Depuis fort longtemps, le cheval a été employé pour aider l'homme. Alourdi au 19ième siècle pour tirer la charrue devenue réversible ou les charriots de plus en plus lourds, le cheval n'a que très peu changer dans son allure de prédilection qu'est le pas de travail. De nos jours, il marche toujours entre 4,5 et 6 km/h.

Le matériel en forêt a aussi très peu évolué. Et cependant...

La Belgique garde une spécificité dans le menage des chevaux en forêt comme aux champs. Partout ailleurs dans le monde, les chevaux sont conduits au moyen de guides, une gauche et une droite reliant le mors; chez nous comme dans le Nord de la France, on travaille au "cordeau". On parle aussi de "cordon", de "corde", de "lignette"… Oui, une simple corde passant par un anneau avant de rejoindre les deux branches du mors pour guider le cheval tant à droite qu'à gauche. De prime abord, loin d'une évidence !

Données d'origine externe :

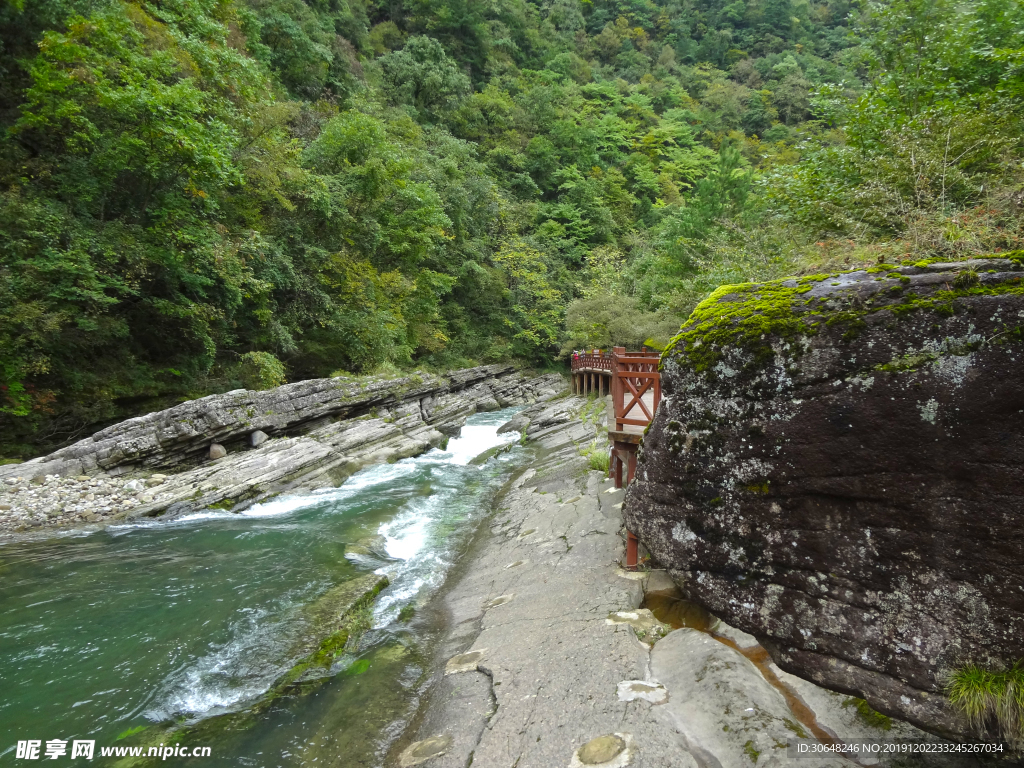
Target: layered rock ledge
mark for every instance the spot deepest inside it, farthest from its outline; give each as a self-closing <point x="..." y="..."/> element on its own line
<point x="299" y="436"/>
<point x="837" y="468"/>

Cette manière de faire comporte l’avantage premier de pouvoir conduire le cheval en se plaçant indifféremment à sa gauche ou à sa droite. Mais aussi de laisser une main libre de conduite, disponible pour d’autres usages comme replacer la chaîne ou la tendre dans une direction, ou régler la mécanique d'un engin.

Pour la conduite au cordeau, il faut un cheval calme, confiant et surtout bien débourré à la parole, qui marche d’un pas régulier, pas un "trottineur" qui se sauve avec la charge. On considère qu’il faut environ un an de dressage avant d’avoir un bon cheval aux ordres et qui tire posément.

Les ordres sont des plus simples. On dit "hue !" pour avancer et "hoo !" pour arrêter en fermant les doigts. On dit "haarr !" pour aller à gauche en gardant le cordeau d'une tension continue, alors qu'on dit "Hieeh !" pour aller à droite avec une tension discontinue du cordeau.

Le débardeur emploie, de préférence à la bricole, le collier car il est plus approprié aux lourdes charges car il pose sur une surface plus importante des épaules, ce qui répartit mieux la charge.

Le collier peut être construit avec des attelles de bois, d’alliage léger ou de matière synthétique. Il est garni de matelassures de cuir et encore aujourd’hui rembourré de crins et de paille de seigle. Chaque collier est fait sur mesure et n’appartient qu’à un seul cheval qui l’a rodé selon sa propre morphologie. Certains emploient des mousses modernes à mémoire de forme, mais elles ne font pas l'unanimité dans le landerneau des débardeurs, loin s'en faut.

Le collier dit "flamand" est le plus couramment utilisé chez nous, mais il existe aussi le collier comtois ou le suédois, et dans d’autres contrées encore d'autres.

Sur le dos du cheval, passe une sangle de cuir large, qui rappelle la sellette d’attelage bouclée sur le coté du ventre, et qui sert à maintenir en place le collier et l'empêcher de partir en avant quand le cheval est en descente.

Des attelles particulières appelées "avant-traits" ou "baguettes d'avant-traits" relient le collier et les traits à la charge. Ces tiges de fer habillement forgées et cintrées évitent aux traits la compression de la cage thoracique du cheval. Elles sont prolongées par les traits proprement dits. Souvent ceux-ci sont en chaînes, en sangles ou encore en cordes. Les traits sont attachés à un palonnier, sorte de traverse en bois ou en fer, qui garde les traits écartés au minimum d’une largeur de cheval pour ne pas blesser les membres lors de la traction et sur lequel est amarré en son centre un crochet qui permet l'attache de la ou des chaînettes. La chaînette se termine par un crochet spécial et plat qui empêche la maille de la chaîne de s’échapper.

Parfois, on rencontre aussi des ressorts sur la terminaison des traits ou aussi sur le crochet central du palonnier, mais cela est peu courant et quelquefois sujet à controverse sur son utilité réelle.

Peu d'évolution donc à travers les siècles passés. La simplicité règne ici en maître.